Tuesday, August 06, 2013

Summer 2013 Investment Letter {Part II}

Here is part II of our latest investment letter to clients:


Foreign markets have been impacted by a wide variety of factors, everything from slowing growth in China, Europes continued debt issues, tensions in the Middle East and stagnant economies in Latin America.   Reflecting this uncertainty, most foreign stock markets have seen little share price appreciation in the past few years.  As such, these markets are looking increasingly attractive to us.  A combination of what we think will be improving economies over the next few years and attractive valuations are increasingly reminding us of how our markets looked over a year ago.  In addition to being cheaply priced many of these markets in the form of ETFs pay attractive dividend rates, which in essence allows you to be paid to wait for an upturn in their fortunes.  Expect to hear more about this from us going forward.

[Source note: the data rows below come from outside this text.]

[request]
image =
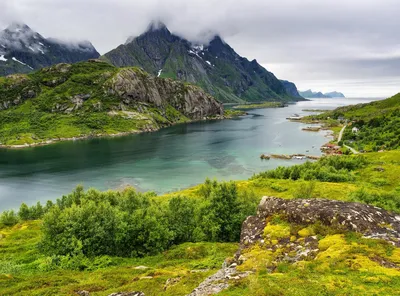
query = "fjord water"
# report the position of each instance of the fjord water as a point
(170, 159)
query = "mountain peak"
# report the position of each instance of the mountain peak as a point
(156, 25)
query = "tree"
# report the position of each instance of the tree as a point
(24, 212)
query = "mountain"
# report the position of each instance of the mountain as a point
(309, 94)
(215, 66)
(94, 98)
(291, 89)
(23, 50)
(335, 94)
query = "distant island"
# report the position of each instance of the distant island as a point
(309, 94)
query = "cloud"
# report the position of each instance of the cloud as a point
(301, 40)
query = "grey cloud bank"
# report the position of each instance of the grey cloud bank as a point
(350, 46)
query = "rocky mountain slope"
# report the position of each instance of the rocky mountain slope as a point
(291, 89)
(94, 98)
(309, 94)
(216, 67)
(23, 50)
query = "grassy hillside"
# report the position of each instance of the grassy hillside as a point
(33, 264)
(91, 99)
(378, 124)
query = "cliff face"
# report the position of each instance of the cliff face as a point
(132, 87)
(215, 66)
(291, 89)
(95, 98)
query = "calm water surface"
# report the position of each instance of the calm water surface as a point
(170, 159)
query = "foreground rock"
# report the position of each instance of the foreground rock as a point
(371, 221)
(220, 280)
(86, 293)
(310, 232)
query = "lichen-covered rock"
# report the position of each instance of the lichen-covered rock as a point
(219, 281)
(371, 221)
(86, 293)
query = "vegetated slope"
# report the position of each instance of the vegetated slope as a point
(94, 98)
(377, 124)
(304, 247)
(23, 50)
(216, 67)
(319, 95)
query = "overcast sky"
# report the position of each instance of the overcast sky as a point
(351, 46)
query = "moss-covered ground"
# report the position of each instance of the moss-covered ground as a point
(346, 264)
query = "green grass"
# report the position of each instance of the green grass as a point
(344, 265)
(23, 270)
(378, 124)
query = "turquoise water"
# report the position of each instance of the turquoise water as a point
(170, 159)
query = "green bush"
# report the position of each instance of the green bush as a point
(132, 224)
(9, 218)
(327, 169)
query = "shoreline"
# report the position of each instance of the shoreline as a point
(99, 136)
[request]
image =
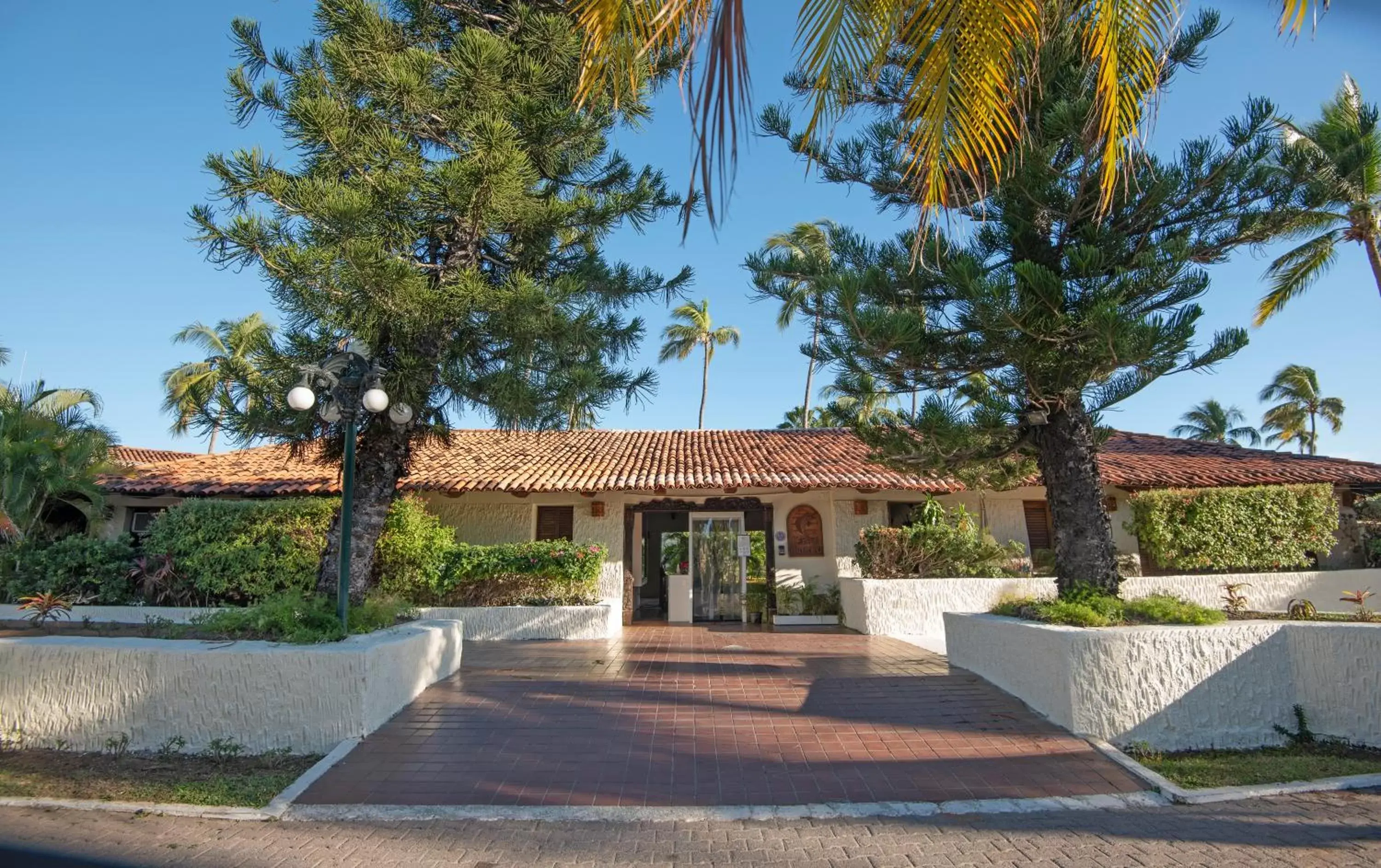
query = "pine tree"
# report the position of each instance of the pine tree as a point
(1031, 312)
(445, 205)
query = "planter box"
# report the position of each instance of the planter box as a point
(804, 620)
(1183, 688)
(500, 623)
(263, 694)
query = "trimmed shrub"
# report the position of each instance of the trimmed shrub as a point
(1259, 527)
(302, 620)
(547, 573)
(245, 551)
(1090, 609)
(413, 550)
(951, 545)
(75, 566)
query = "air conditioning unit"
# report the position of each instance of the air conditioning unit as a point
(141, 522)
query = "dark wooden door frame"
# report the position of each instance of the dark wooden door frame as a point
(712, 504)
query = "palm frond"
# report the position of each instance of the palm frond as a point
(1294, 272)
(1294, 13)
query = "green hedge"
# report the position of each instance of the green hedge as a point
(244, 551)
(76, 566)
(946, 544)
(549, 573)
(1260, 527)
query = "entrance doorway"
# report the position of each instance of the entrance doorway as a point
(695, 547)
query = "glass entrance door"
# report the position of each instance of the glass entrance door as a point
(716, 566)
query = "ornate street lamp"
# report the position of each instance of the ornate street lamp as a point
(347, 387)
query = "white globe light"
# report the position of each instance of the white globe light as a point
(375, 401)
(302, 398)
(401, 413)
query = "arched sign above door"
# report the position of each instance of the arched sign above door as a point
(804, 533)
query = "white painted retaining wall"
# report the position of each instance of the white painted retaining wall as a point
(263, 694)
(488, 623)
(1183, 688)
(482, 623)
(912, 609)
(1268, 591)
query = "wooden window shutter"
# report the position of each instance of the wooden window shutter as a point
(1039, 532)
(556, 522)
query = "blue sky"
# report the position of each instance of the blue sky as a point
(110, 116)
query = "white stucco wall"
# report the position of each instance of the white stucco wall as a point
(913, 609)
(489, 623)
(1181, 688)
(263, 694)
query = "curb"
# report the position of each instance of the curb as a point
(208, 812)
(1181, 795)
(274, 810)
(279, 804)
(830, 810)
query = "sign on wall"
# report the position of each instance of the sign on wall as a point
(804, 533)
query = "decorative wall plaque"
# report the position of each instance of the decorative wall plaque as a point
(806, 533)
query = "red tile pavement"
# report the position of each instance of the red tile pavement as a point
(713, 715)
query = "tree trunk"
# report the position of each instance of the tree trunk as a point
(810, 375)
(1375, 260)
(705, 386)
(1085, 552)
(380, 460)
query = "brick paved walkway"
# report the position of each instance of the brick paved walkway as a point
(1286, 833)
(713, 715)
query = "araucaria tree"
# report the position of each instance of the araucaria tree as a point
(445, 205)
(1031, 312)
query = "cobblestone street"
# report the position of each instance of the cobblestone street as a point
(1283, 833)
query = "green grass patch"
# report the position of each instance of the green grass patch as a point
(1205, 769)
(1102, 610)
(246, 781)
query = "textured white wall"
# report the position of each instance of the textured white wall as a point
(1268, 591)
(847, 527)
(488, 623)
(1181, 688)
(915, 608)
(260, 693)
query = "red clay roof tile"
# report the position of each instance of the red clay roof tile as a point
(706, 460)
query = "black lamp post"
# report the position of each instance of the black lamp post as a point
(348, 386)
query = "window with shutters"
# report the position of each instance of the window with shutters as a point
(556, 522)
(1039, 533)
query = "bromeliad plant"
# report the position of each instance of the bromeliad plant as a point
(1359, 599)
(45, 608)
(1234, 601)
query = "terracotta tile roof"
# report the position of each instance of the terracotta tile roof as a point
(134, 456)
(708, 460)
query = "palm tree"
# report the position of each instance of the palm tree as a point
(1213, 423)
(796, 419)
(695, 330)
(52, 450)
(966, 74)
(807, 253)
(858, 399)
(1337, 162)
(202, 393)
(1296, 419)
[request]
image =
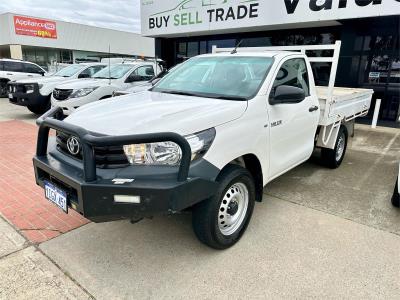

Here at home stocks indices have been recently making new highs and currently trade with a forward PE ratio closer to 16% and an earnings yield of 6.3%.  This is near the upper end of our investment range.  We discussed in our winter letter that our target range {or what we refer as the cone of probability} for 2013 was for equities to trade between 1,490-1,700 on the S&P 500. As of this writing the index trades about 15 points away from what we suggested might be the high end of this range.  This is of some concern to us.  We are mindful that at these levels stocks are perhaps more priced for perfection than we have seen in some time.  We also know that while we are generally positive on the economy there are many troublesome aspects that could at some point surface to worry investors.  One needs only to look at how markets recently reacted to news that the Federal Reserve might slow its purchase of bonds to see what could happen when negative news surfaces at these valuations.  On the other hand, while stocks are certainly not as cheap as they were a year ago or even last winter, they are trading within historic ratios for expanding economies.  If one looks out towards 2014 then stocks are trading with a PE between 14-15 and an earnings yield between 6.5-6.7%.  This is also against a backdrop where interest rates are still at historic lows. Stocks have had the wind at their backs and given that we are in a seasonal period where markets often exhibit weakness we will watch carefully to see what happens.  It is possible of course that we could see a correction with an unlooked for event being the catalyst to a decline.  Stocks could also simply mark time for a bit. The August to mid-October period is statistically the weakest investment period of the year so we would not be surprised if markets are range bound to slightly negative going into the fall.  But, this could potentially set us up for a nice end of the year rally sometime after Labor Day.  

*Long ETFs related to the S&P 500 in client and personal accounts.